My 2010 joke became all too serious in 2013

Back in 2010, I wrote a biometric post that included source material derived from the Wikileaks materials. After warning U.S. government employees that they might have to stop reading the post, I proceeded to say the following:

The feed linked to a Zeenews article that quoted from a Wikileaks cable marked as confidential (and available from the Guardian, which has not yet been classified as a terrorist organization).

Ha ha ha.

Fast forward to November 2013:

A senior Conservative politician has intensified pressure for the Guardian newspaper to be prosecuted over its role in disclosing secrets about Britain’s spying capabilities.

Dr Liam Fox has written to Alison Saunders, the Director of Public Prosecutions (DPP), urging her to set out whether the newspaper breached counter-terrorism laws by publishing secrets which were stolen by the former US spy contractor Edward Snowden.
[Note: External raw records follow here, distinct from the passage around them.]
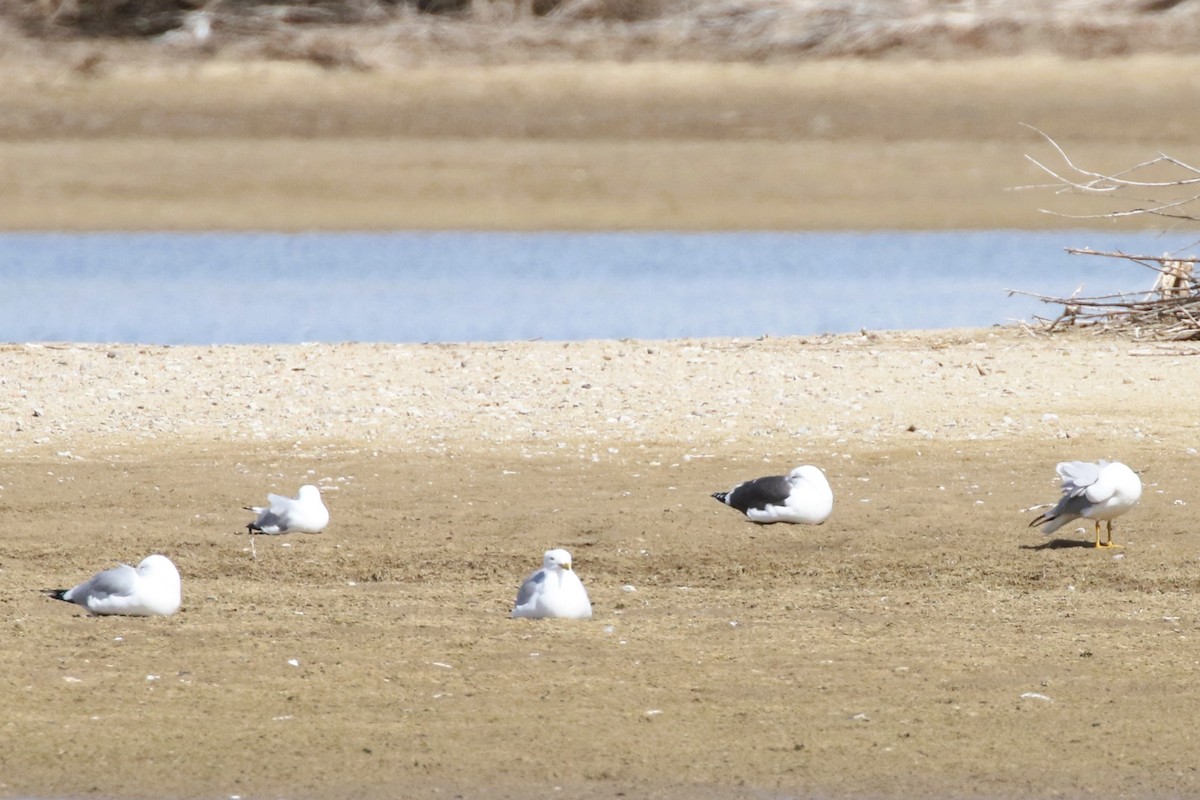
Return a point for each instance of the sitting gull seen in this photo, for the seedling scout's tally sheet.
(803, 495)
(305, 513)
(151, 589)
(553, 590)
(1101, 491)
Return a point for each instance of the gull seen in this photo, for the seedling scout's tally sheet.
(1099, 492)
(151, 589)
(303, 513)
(553, 590)
(803, 495)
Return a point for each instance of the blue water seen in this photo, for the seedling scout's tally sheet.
(445, 287)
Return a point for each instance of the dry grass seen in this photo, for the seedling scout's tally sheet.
(754, 30)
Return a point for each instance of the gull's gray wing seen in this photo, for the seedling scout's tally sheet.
(525, 594)
(1078, 475)
(117, 582)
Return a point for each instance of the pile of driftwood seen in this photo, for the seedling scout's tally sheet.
(1170, 310)
(1163, 187)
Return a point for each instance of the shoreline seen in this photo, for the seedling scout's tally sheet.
(762, 659)
(598, 146)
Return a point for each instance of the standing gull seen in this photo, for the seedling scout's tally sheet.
(151, 589)
(553, 590)
(305, 513)
(1101, 491)
(803, 495)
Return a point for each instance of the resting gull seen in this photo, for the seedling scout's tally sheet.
(304, 513)
(553, 590)
(803, 495)
(1101, 491)
(151, 589)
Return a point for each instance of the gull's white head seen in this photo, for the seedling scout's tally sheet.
(157, 567)
(163, 591)
(808, 473)
(557, 559)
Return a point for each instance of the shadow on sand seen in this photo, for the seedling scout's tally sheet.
(1060, 545)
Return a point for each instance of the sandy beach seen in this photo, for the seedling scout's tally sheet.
(923, 642)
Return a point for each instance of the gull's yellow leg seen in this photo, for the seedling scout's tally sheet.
(1108, 543)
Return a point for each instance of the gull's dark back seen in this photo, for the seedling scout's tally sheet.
(757, 493)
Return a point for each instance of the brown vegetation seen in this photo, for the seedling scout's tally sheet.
(489, 30)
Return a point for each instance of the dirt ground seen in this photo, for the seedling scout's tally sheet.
(820, 145)
(924, 642)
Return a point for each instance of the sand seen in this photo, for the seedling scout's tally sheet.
(815, 145)
(923, 642)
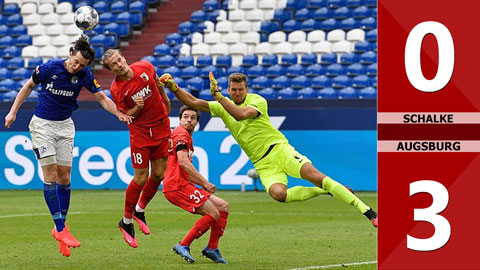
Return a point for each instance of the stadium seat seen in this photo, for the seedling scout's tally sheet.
(287, 93)
(327, 93)
(347, 93)
(307, 93)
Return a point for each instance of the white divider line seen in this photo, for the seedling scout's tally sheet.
(333, 265)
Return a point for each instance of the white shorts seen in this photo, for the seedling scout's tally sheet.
(52, 141)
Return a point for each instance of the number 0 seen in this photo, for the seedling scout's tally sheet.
(441, 224)
(446, 56)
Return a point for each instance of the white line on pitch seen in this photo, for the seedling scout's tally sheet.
(332, 265)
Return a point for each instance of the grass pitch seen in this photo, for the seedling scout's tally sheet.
(261, 233)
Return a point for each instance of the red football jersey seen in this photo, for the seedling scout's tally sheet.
(142, 84)
(175, 176)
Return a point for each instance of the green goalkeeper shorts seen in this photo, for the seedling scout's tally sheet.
(283, 160)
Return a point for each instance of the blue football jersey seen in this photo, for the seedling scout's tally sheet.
(60, 89)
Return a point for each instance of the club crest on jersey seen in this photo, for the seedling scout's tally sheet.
(144, 77)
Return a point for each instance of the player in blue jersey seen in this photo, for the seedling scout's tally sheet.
(52, 129)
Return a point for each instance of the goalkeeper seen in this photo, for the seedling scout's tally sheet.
(246, 116)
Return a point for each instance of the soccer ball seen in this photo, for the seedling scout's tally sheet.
(86, 18)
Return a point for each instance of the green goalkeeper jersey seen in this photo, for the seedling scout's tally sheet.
(253, 135)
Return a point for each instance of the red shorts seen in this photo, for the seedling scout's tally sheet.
(148, 144)
(188, 198)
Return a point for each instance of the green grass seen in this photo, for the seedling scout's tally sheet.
(261, 233)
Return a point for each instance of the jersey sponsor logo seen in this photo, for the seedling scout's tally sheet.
(59, 92)
(145, 93)
(144, 77)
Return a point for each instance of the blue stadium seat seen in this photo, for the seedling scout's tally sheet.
(321, 81)
(275, 71)
(314, 70)
(368, 23)
(367, 92)
(184, 61)
(348, 58)
(303, 14)
(198, 16)
(342, 13)
(23, 40)
(368, 57)
(174, 71)
(260, 82)
(204, 60)
(222, 82)
(100, 7)
(372, 69)
(224, 61)
(237, 69)
(269, 60)
(21, 74)
(334, 70)
(371, 35)
(280, 82)
(341, 81)
(118, 7)
(309, 59)
(347, 93)
(361, 81)
(161, 50)
(307, 93)
(165, 61)
(327, 93)
(174, 39)
(308, 25)
(355, 70)
(289, 59)
(322, 14)
(290, 26)
(138, 6)
(300, 82)
(295, 70)
(361, 12)
(255, 71)
(287, 93)
(5, 73)
(11, 52)
(268, 93)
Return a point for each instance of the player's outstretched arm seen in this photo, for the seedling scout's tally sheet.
(185, 97)
(21, 96)
(193, 174)
(109, 106)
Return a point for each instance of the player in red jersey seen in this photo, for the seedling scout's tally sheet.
(138, 92)
(179, 188)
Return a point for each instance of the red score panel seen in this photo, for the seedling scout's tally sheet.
(428, 134)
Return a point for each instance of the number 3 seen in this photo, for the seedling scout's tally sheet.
(441, 224)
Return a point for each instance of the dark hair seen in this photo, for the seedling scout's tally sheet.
(107, 54)
(237, 77)
(188, 108)
(82, 45)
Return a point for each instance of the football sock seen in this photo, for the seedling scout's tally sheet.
(299, 193)
(50, 195)
(199, 228)
(149, 191)
(217, 230)
(343, 194)
(63, 193)
(131, 198)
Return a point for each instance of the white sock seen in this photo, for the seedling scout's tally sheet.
(127, 220)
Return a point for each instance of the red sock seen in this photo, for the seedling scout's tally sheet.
(217, 230)
(199, 228)
(131, 198)
(149, 191)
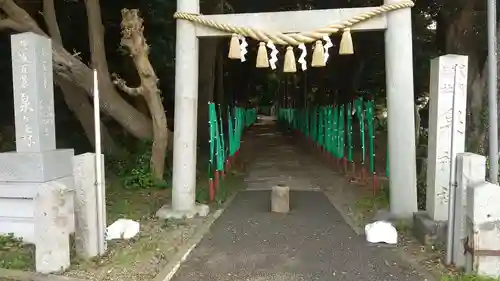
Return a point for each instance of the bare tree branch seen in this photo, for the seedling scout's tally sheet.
(122, 85)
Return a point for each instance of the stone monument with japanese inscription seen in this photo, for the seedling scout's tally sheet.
(36, 181)
(447, 115)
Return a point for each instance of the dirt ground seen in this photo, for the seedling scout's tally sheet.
(140, 258)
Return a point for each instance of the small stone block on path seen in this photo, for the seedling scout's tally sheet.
(167, 212)
(280, 199)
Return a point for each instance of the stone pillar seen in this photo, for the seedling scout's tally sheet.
(53, 218)
(400, 105)
(86, 231)
(185, 122)
(441, 108)
(483, 231)
(471, 170)
(40, 174)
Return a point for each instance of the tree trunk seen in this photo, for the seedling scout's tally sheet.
(71, 69)
(76, 98)
(133, 39)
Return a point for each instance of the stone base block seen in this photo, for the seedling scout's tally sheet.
(166, 212)
(36, 166)
(429, 232)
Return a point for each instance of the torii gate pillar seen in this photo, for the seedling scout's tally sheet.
(401, 117)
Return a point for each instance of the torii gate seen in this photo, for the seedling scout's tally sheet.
(399, 79)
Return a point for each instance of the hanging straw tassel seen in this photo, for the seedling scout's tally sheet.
(234, 48)
(262, 59)
(346, 47)
(290, 66)
(318, 55)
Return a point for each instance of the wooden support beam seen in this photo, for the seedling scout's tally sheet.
(295, 21)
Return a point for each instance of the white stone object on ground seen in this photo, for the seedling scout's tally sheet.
(280, 199)
(381, 232)
(122, 229)
(86, 232)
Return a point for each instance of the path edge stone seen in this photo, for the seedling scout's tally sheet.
(169, 271)
(358, 230)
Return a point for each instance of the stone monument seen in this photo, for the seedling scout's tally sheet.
(448, 79)
(482, 230)
(36, 182)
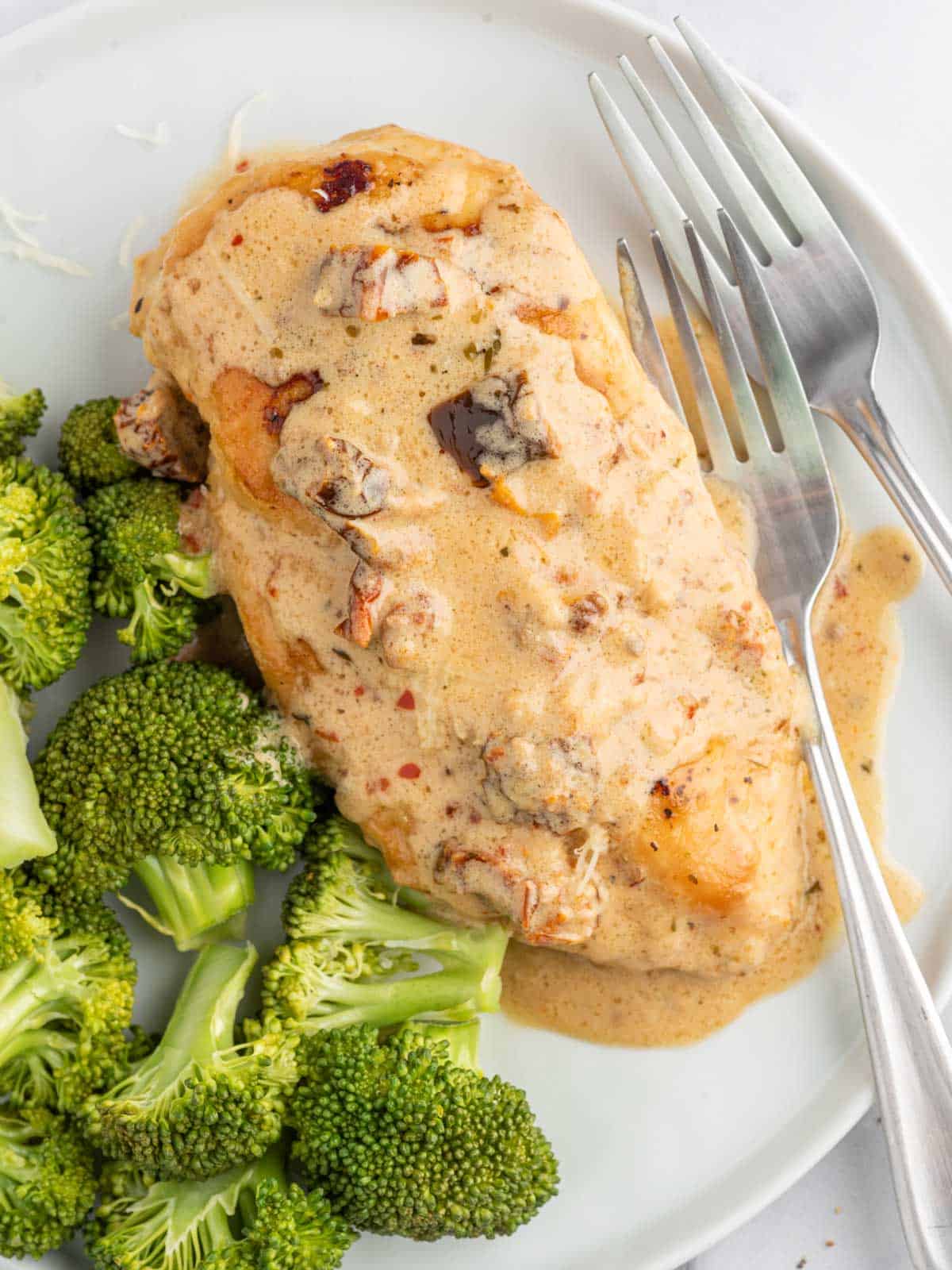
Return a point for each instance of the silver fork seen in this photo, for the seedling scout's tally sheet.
(797, 518)
(818, 287)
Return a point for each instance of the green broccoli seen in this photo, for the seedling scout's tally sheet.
(44, 564)
(63, 1009)
(200, 1104)
(89, 448)
(25, 832)
(23, 926)
(178, 774)
(143, 569)
(406, 1138)
(248, 1218)
(19, 417)
(349, 939)
(48, 1183)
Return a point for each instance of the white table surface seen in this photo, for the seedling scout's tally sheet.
(871, 79)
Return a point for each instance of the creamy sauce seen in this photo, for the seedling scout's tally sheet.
(858, 647)
(480, 569)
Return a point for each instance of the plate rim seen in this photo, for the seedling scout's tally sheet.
(698, 1235)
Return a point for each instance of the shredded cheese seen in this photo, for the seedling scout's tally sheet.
(37, 256)
(127, 239)
(152, 140)
(16, 220)
(588, 856)
(234, 149)
(25, 247)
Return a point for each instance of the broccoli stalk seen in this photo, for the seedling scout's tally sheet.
(349, 940)
(63, 1010)
(90, 455)
(141, 568)
(44, 564)
(248, 1218)
(196, 905)
(405, 1141)
(179, 774)
(19, 417)
(463, 1041)
(48, 1183)
(25, 832)
(23, 926)
(200, 1104)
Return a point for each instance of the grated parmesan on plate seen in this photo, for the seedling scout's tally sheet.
(25, 247)
(234, 148)
(152, 140)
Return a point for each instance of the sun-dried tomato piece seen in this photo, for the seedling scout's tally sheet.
(287, 395)
(342, 181)
(493, 429)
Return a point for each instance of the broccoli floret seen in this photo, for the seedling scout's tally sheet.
(179, 774)
(143, 568)
(19, 417)
(25, 832)
(44, 563)
(89, 448)
(63, 1010)
(248, 1218)
(349, 939)
(48, 1183)
(200, 1104)
(23, 926)
(405, 1141)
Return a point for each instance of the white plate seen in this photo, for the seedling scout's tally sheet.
(662, 1153)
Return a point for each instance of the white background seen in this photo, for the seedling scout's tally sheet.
(871, 79)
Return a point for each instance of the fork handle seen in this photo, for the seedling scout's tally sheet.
(866, 425)
(912, 1057)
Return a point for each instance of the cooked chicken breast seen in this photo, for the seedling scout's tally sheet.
(475, 558)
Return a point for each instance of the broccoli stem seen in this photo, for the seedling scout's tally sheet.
(194, 573)
(25, 832)
(33, 995)
(197, 905)
(386, 1003)
(203, 1020)
(463, 1039)
(363, 918)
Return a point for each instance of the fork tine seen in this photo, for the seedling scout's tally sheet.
(695, 179)
(664, 210)
(797, 197)
(749, 418)
(643, 332)
(759, 216)
(781, 379)
(712, 423)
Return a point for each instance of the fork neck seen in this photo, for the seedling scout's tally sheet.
(865, 422)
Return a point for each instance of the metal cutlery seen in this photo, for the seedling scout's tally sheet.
(797, 516)
(818, 287)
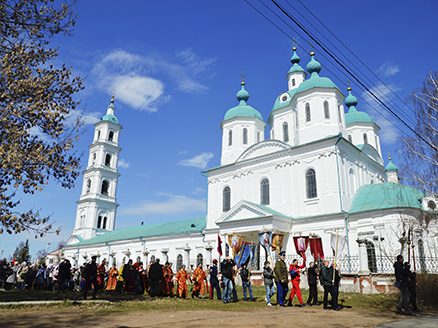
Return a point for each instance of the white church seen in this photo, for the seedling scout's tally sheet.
(320, 171)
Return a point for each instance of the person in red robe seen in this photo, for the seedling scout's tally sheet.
(169, 280)
(198, 277)
(294, 271)
(112, 279)
(101, 272)
(181, 281)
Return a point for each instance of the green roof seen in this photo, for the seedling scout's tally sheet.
(384, 196)
(111, 118)
(149, 230)
(391, 167)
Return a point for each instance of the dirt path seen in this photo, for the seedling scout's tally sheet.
(266, 317)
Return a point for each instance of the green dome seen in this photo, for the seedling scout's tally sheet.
(110, 118)
(242, 110)
(384, 196)
(391, 167)
(315, 81)
(353, 114)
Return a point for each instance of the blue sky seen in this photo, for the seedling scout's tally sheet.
(176, 69)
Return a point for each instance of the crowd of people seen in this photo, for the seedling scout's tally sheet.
(159, 280)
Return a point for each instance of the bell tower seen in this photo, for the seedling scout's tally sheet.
(97, 206)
The former defence secretary’s letter asks the DPP how a prosecution against the Guardian could be “initiated”, although Dr Fox has not yet indicated whether he would be prepared to trigger such action himself.

This is a very odd situation. As I've already noted, Senator Dianne Feinstein, who believes that Edward Snowden is guilty of treason, was relying on the information leaked by Snowden to criticize the NSA for monitoring Angela Merkel and others. This is called having your cake and eating it too; without Snowden's leaks, Feinstein - chair of the Senate Intelligence Committee - would not have known what her own government was doing.

Wait; it gets better.

Yonatan Zunger and Andreas Schou have shared a Bruce Schneier post in which he was telling a few people about what the NSA was doing.

The people were Members of Congress.

Wait; it gets better.

Surreal part of setting up this meeting: I suggested that we hold this meeting in a SCIF, because they wanted me to talk about top secret documents that had not been made public. The problem is that I, as someone without a clearance, would not be allowed into the SCIF. So we had to have the meeting in a regular room.

I hope they didn't discuss Chinese gait recognition advances in that regular room.